The world is racing towards networking everything, from wearable gadgets to computers used in automobiles. The technical mavens are pushing us in that direction; but they have no really good supporting arguments for this, except to boost profits. This is especially so for a country like India which is a late entrant in this ‘connect everything’ disruption. The government and private enterprises are gung-ho about getting hold of our data, including financial data and biometrics. The drive to connect everything may have its roots in a desire for more power and increased market share.
What exactly is the IoT and how does it work? IoT is the inter-networking of physical (smart) devices, vehicles, buildings, and other items, embedded with electronics, software, sensors, actuators, and network connectivity, that enable these objects to collect and exchange data. The ‘things’, in the IoT sense, refer to a wide variety of devices, such as heart monitoring implants, biochip transponders, electric clams, automobiles with built-in sensors, DNA analysis devices and field operation devices that assist fire-fighters in search & rescue operations, to name a few.
Roughly speaking, there are three inter-connected aspects that define the IoT. First are sensors, which collect data, followed by ‘smart’ (processors) that analyse, or figure out, what the data collected means and decide on what to do with it. Last are the actuators that affect our environment. In other words, sensors are the eyes and ears, smart processors are the brain and actuators are hands and feet of the IoT. This, however, is a classic definition of a robot. With ever-increasing IoT, we are turning ourselves into miniscule parts of the gigantic robot that is getting smarter, more powerful and gaining capabilities, through the inter-connections we are building, without any real control or regulation.

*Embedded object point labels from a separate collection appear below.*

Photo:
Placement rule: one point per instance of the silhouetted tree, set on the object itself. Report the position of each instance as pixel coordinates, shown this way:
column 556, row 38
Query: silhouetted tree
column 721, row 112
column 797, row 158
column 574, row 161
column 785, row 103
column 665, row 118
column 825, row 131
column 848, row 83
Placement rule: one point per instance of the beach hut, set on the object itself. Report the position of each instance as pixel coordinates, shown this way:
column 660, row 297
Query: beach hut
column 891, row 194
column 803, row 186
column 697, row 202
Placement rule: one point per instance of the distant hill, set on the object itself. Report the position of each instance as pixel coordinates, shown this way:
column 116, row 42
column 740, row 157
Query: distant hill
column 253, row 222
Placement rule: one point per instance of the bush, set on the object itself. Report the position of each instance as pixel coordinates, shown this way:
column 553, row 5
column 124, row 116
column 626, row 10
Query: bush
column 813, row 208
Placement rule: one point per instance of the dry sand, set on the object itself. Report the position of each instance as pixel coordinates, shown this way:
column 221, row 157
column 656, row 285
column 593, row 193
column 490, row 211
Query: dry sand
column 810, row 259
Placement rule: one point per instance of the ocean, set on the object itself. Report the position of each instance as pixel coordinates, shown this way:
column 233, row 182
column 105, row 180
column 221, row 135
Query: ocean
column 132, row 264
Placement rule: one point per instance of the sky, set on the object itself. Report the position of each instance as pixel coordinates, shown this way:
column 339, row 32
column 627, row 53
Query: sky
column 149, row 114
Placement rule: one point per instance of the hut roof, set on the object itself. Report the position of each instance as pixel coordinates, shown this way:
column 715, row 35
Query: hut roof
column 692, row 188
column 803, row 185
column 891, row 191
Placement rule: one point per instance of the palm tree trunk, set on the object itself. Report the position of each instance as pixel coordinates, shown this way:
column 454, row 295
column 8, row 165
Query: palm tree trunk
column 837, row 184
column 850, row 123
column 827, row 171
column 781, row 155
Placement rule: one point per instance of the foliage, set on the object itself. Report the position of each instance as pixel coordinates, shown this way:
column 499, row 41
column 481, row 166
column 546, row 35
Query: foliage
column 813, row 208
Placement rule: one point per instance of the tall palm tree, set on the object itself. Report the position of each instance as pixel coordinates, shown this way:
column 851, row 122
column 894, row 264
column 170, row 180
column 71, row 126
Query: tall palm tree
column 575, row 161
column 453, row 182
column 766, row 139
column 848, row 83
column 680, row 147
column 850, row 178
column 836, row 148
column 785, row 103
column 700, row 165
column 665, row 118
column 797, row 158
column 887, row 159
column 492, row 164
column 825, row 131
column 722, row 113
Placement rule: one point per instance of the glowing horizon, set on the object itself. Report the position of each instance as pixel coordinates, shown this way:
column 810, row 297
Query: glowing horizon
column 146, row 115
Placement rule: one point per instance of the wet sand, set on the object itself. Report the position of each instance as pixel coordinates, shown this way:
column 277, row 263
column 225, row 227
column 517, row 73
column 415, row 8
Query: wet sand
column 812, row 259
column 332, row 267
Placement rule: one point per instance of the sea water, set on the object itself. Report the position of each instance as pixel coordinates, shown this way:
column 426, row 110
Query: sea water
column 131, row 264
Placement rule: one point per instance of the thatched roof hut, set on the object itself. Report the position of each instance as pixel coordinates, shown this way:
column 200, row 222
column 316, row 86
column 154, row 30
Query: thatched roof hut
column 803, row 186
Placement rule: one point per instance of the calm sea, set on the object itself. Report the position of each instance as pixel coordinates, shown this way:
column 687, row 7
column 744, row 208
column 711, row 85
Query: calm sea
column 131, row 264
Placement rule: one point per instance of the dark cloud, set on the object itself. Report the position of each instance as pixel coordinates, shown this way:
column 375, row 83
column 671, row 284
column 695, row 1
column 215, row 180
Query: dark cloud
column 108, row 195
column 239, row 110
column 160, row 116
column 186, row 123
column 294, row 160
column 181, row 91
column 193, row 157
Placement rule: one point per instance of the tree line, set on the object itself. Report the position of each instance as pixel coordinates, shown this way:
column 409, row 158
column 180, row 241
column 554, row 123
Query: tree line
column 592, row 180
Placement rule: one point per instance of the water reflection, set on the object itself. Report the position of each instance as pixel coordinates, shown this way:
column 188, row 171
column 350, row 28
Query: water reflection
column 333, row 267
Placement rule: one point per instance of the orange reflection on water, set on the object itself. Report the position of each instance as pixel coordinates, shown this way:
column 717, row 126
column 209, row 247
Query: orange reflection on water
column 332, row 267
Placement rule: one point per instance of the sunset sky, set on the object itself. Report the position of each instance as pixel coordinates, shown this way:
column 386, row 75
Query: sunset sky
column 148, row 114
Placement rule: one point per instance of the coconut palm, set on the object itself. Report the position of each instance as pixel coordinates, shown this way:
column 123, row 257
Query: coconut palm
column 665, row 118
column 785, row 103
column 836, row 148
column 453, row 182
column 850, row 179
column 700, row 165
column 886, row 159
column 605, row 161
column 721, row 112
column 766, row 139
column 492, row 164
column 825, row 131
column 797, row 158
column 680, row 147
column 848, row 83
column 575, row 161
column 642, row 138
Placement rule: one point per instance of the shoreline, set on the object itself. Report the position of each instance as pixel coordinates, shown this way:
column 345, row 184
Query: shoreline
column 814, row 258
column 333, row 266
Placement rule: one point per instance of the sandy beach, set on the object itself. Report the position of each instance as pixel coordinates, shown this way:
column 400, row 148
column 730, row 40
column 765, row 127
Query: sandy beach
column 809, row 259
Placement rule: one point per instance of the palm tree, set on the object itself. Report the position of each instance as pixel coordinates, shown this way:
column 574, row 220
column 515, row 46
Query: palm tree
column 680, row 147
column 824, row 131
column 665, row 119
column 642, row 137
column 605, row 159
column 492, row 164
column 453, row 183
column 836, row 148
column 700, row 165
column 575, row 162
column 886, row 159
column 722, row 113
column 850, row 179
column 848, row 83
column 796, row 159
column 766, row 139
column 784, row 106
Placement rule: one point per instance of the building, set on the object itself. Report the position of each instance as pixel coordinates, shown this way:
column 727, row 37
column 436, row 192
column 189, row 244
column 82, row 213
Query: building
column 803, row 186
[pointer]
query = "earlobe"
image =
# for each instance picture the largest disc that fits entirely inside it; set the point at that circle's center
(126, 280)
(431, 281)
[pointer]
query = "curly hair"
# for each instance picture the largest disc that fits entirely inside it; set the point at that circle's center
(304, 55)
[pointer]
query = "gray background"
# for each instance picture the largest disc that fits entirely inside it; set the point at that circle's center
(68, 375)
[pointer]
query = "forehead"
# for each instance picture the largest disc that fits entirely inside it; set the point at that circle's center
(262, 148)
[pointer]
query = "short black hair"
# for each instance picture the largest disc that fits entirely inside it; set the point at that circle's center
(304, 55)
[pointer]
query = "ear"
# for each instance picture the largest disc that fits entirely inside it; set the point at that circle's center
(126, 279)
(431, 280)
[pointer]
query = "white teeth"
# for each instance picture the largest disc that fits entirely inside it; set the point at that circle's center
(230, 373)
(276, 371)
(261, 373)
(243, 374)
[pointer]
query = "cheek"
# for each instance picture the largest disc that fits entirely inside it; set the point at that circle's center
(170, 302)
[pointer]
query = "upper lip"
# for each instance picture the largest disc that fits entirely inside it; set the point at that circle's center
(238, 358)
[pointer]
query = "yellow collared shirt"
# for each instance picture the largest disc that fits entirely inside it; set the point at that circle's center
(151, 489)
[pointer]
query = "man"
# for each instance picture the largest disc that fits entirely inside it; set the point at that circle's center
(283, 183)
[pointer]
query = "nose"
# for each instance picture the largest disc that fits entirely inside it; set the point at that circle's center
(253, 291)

And this is the dangerous part.
While for common people, IoT is a thing of convenience, for service- and device-providers, this creates an opportunity to measure, collect and analyse an ever-increasing variety of behavioural statistics. This cross-correlation of data could be very helpful for targeted marketing of products and services.
Another reason why IoT could be dangerous is that the devices, such as cheap webcams, mobile phones, medical devices, smart-watches, anti-theft devices, drones and routers, are not designed with security in mind. As per reports, earlier this year, Spiral Toys, which sells CloudPets, the Internet-connected teddy bears that allow parents and kids to exchange messages, was found exposing the credentials of over 800,000 of its customers and two million messages.

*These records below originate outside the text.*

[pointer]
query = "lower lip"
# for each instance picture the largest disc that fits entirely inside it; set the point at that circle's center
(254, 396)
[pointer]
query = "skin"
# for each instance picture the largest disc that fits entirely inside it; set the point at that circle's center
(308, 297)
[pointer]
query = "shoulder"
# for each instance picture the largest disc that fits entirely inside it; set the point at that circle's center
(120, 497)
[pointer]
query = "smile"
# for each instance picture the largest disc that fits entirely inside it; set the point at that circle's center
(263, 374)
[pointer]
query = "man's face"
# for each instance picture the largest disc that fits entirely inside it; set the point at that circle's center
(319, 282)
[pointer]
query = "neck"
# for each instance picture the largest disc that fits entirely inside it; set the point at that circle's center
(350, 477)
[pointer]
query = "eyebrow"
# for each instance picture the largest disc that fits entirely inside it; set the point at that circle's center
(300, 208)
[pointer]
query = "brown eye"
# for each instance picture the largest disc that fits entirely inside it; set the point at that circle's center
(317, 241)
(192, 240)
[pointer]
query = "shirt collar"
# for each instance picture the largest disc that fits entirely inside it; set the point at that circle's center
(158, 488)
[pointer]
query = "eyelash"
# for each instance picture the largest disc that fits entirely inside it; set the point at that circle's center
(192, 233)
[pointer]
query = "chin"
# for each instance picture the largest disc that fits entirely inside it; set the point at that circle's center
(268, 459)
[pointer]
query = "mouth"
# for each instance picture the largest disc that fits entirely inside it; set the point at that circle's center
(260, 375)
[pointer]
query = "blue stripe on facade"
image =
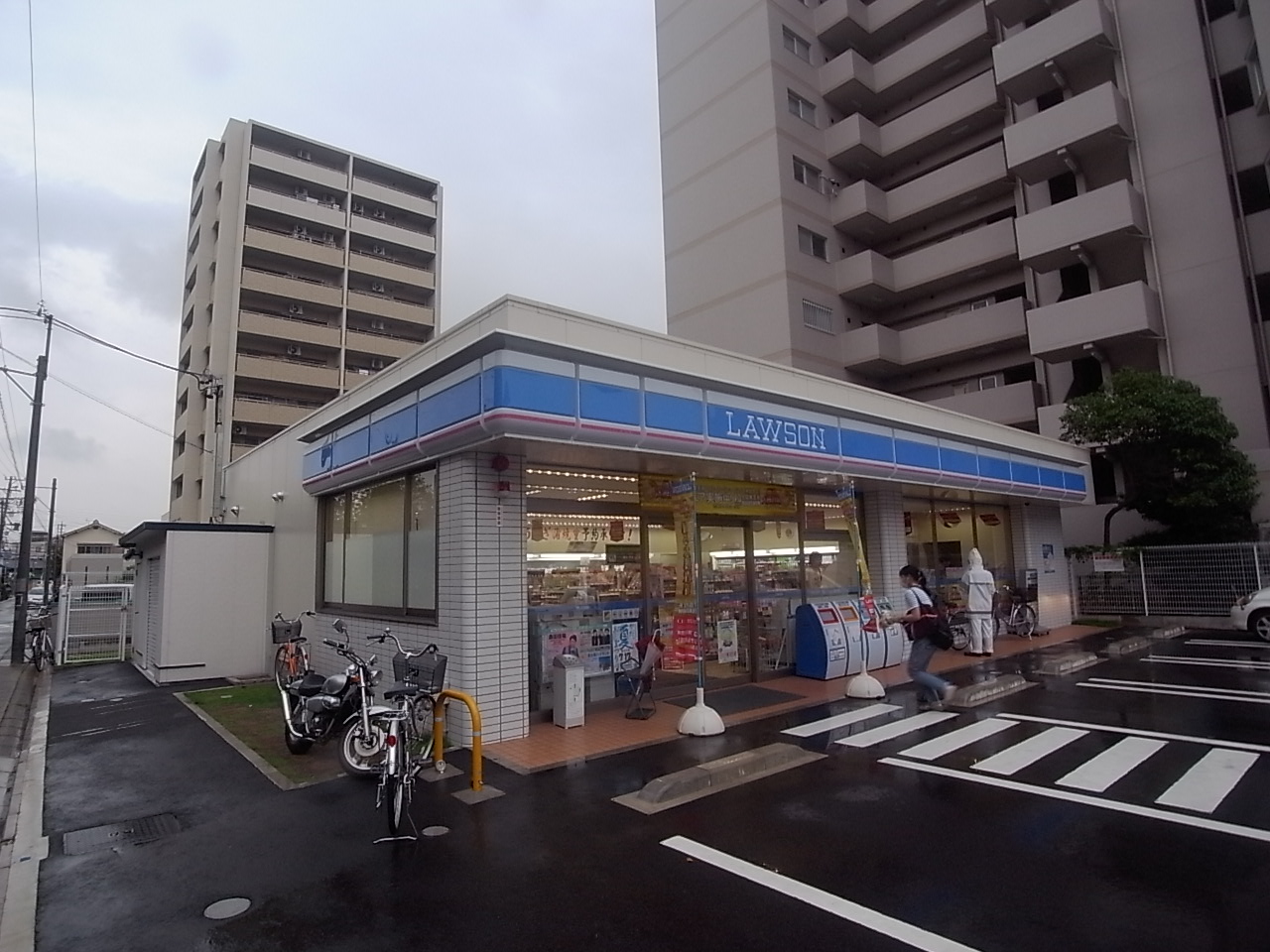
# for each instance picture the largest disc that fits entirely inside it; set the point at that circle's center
(994, 467)
(451, 405)
(534, 391)
(608, 403)
(1025, 474)
(350, 448)
(957, 461)
(922, 456)
(394, 429)
(867, 445)
(676, 414)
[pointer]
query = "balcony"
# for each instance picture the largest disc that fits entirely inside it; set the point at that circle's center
(870, 280)
(1012, 405)
(397, 234)
(394, 197)
(305, 248)
(268, 413)
(866, 212)
(870, 28)
(300, 168)
(1058, 333)
(1092, 225)
(307, 208)
(381, 267)
(284, 371)
(380, 345)
(880, 352)
(864, 149)
(289, 329)
(1065, 42)
(293, 289)
(853, 84)
(390, 307)
(1082, 128)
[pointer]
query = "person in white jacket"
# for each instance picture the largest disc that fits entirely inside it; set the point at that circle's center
(980, 588)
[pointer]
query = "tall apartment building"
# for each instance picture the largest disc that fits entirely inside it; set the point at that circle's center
(309, 270)
(984, 204)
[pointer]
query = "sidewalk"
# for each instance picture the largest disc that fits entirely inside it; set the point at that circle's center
(607, 731)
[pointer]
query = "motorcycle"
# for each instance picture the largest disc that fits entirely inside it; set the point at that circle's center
(317, 708)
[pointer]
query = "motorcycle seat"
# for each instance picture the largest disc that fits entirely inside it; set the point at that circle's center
(402, 689)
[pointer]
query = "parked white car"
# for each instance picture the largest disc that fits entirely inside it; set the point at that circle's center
(1252, 613)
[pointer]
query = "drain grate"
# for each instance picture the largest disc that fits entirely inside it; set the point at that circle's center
(118, 834)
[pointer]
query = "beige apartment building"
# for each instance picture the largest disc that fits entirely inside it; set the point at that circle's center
(309, 270)
(983, 204)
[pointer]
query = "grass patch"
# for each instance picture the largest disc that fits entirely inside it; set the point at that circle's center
(253, 714)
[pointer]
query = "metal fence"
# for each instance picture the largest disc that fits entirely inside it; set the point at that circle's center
(1171, 580)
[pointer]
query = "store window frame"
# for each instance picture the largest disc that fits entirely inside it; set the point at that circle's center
(426, 616)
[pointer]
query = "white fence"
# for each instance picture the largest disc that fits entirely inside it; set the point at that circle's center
(1171, 580)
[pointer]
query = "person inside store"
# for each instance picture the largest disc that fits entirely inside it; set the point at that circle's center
(919, 619)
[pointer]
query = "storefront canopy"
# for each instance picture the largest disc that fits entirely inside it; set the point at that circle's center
(527, 371)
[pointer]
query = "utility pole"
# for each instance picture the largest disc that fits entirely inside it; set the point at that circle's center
(49, 543)
(18, 645)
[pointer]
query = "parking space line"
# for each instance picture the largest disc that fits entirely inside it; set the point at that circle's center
(1206, 784)
(1025, 753)
(1111, 765)
(842, 907)
(1203, 823)
(957, 739)
(829, 724)
(896, 729)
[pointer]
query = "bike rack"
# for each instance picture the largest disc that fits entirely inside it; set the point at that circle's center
(439, 734)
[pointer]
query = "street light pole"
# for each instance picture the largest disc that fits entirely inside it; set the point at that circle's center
(18, 644)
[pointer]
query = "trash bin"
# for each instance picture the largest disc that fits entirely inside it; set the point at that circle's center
(570, 690)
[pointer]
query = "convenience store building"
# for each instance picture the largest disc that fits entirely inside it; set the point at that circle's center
(506, 493)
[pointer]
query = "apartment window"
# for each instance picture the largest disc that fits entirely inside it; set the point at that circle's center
(1236, 89)
(380, 546)
(817, 316)
(802, 108)
(797, 45)
(1254, 189)
(806, 173)
(812, 244)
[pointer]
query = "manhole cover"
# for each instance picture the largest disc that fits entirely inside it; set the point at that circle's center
(117, 834)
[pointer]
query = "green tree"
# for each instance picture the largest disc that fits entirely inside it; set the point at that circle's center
(1175, 449)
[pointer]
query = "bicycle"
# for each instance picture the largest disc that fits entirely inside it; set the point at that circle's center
(1012, 613)
(408, 733)
(291, 660)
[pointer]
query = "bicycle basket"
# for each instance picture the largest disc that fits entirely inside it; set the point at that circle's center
(427, 670)
(285, 630)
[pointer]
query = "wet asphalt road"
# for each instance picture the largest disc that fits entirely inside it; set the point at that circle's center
(556, 865)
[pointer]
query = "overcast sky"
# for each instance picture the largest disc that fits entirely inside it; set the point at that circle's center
(539, 117)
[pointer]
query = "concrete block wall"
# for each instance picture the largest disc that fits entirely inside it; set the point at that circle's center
(1034, 526)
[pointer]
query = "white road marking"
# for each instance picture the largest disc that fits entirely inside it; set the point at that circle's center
(1029, 752)
(957, 739)
(1135, 733)
(896, 729)
(1206, 784)
(1086, 800)
(1210, 662)
(842, 907)
(1111, 765)
(829, 724)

Add to this, the bots that have capabilities to disrupt almost everything on the IoT. In October 2016, a botnet, made up of about 100,000 compromised gadgets partially knocked off Dyn, an Internet infrastructure-provider. Taking down Dyn resulted in a cascade of effects that, ultimately, caused a long list of high-profile websites, including Twitter and Netflix, to temporarily disappear from the Internet. The botnet, in this case, was created with an easily available malware called Mirai.

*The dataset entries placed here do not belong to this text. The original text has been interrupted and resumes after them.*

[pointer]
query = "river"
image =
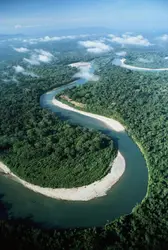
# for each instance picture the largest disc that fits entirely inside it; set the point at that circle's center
(19, 202)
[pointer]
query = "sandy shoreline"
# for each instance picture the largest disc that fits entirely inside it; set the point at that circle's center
(84, 193)
(115, 125)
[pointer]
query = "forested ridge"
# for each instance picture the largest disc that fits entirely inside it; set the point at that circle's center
(39, 147)
(138, 100)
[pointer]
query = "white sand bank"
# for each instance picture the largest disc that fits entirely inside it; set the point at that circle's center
(81, 64)
(115, 125)
(85, 193)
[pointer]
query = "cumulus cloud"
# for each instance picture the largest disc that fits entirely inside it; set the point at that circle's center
(95, 46)
(20, 70)
(84, 71)
(54, 38)
(143, 60)
(129, 40)
(39, 56)
(19, 26)
(121, 53)
(21, 50)
(163, 38)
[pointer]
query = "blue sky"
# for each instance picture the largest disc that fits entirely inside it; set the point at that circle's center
(33, 16)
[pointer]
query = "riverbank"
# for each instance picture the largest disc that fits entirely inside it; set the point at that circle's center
(85, 193)
(115, 125)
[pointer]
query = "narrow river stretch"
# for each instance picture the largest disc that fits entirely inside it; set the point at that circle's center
(17, 201)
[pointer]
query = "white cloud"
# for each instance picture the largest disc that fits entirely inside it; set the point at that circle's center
(39, 56)
(130, 40)
(20, 70)
(121, 53)
(52, 39)
(143, 60)
(84, 71)
(18, 26)
(163, 38)
(95, 46)
(21, 50)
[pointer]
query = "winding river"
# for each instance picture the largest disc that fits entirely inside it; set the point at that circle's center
(17, 201)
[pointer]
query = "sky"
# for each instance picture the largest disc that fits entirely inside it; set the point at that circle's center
(35, 16)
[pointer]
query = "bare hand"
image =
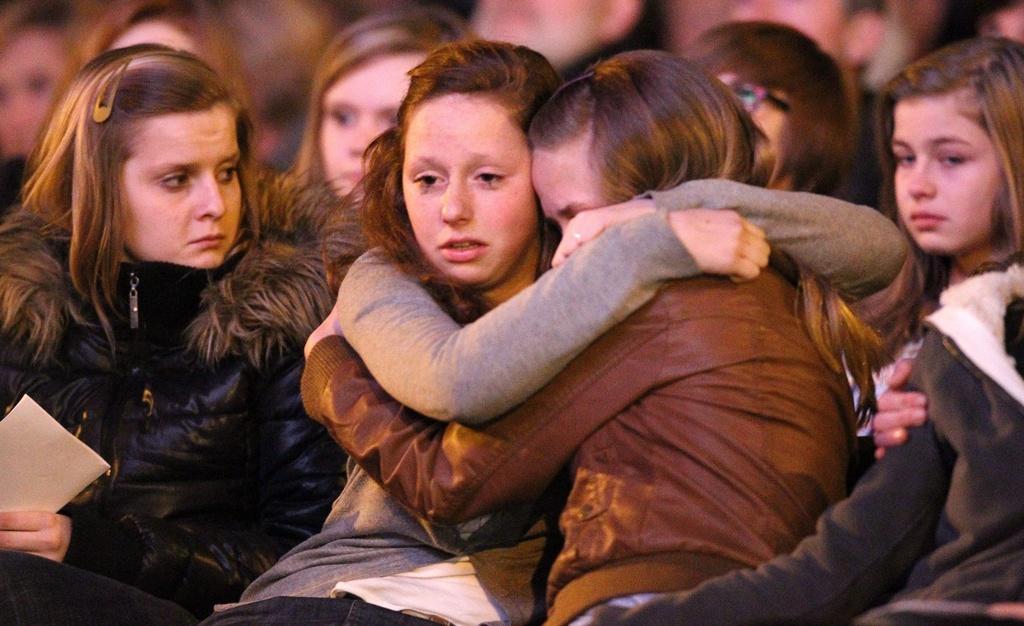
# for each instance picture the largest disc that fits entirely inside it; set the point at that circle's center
(39, 533)
(897, 411)
(722, 242)
(330, 326)
(587, 225)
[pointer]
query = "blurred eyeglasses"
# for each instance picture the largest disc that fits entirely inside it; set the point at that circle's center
(754, 95)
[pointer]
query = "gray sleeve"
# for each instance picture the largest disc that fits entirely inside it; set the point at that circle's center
(473, 373)
(854, 247)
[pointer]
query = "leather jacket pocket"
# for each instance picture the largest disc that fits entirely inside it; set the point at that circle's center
(603, 517)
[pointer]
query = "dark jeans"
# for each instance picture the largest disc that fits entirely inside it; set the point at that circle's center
(35, 590)
(312, 611)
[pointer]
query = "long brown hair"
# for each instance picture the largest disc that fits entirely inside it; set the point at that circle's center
(816, 145)
(202, 22)
(75, 173)
(377, 35)
(657, 121)
(989, 72)
(514, 76)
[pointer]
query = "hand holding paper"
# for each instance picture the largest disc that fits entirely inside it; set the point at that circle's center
(43, 465)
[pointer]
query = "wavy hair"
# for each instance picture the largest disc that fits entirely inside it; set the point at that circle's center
(75, 173)
(657, 121)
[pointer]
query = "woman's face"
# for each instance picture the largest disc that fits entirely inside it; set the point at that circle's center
(356, 109)
(768, 109)
(467, 189)
(947, 178)
(565, 180)
(30, 68)
(181, 189)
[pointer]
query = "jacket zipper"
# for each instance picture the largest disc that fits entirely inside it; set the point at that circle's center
(133, 302)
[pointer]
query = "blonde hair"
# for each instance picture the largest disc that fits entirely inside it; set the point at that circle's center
(202, 22)
(75, 172)
(657, 121)
(989, 73)
(412, 30)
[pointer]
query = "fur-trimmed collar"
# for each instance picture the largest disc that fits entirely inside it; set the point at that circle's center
(973, 316)
(266, 305)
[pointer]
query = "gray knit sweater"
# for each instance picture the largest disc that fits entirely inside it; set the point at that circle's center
(473, 373)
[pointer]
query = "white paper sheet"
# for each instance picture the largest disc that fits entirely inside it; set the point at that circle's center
(42, 466)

“On the Internet, attack is easier than defence because most software is poorly written and insecure,” says Bruce Schneier, security expert and chief technology officer of IBM Resilient, adding, “Connecting everything to each other via the Internet will expose new vulnerabilities.”
“If we cannot secure complex systems to the level required by their real-world capabilities, then we must not build a world where everything is computerised and interconnected,” Mr Schneier says, in his blogpost.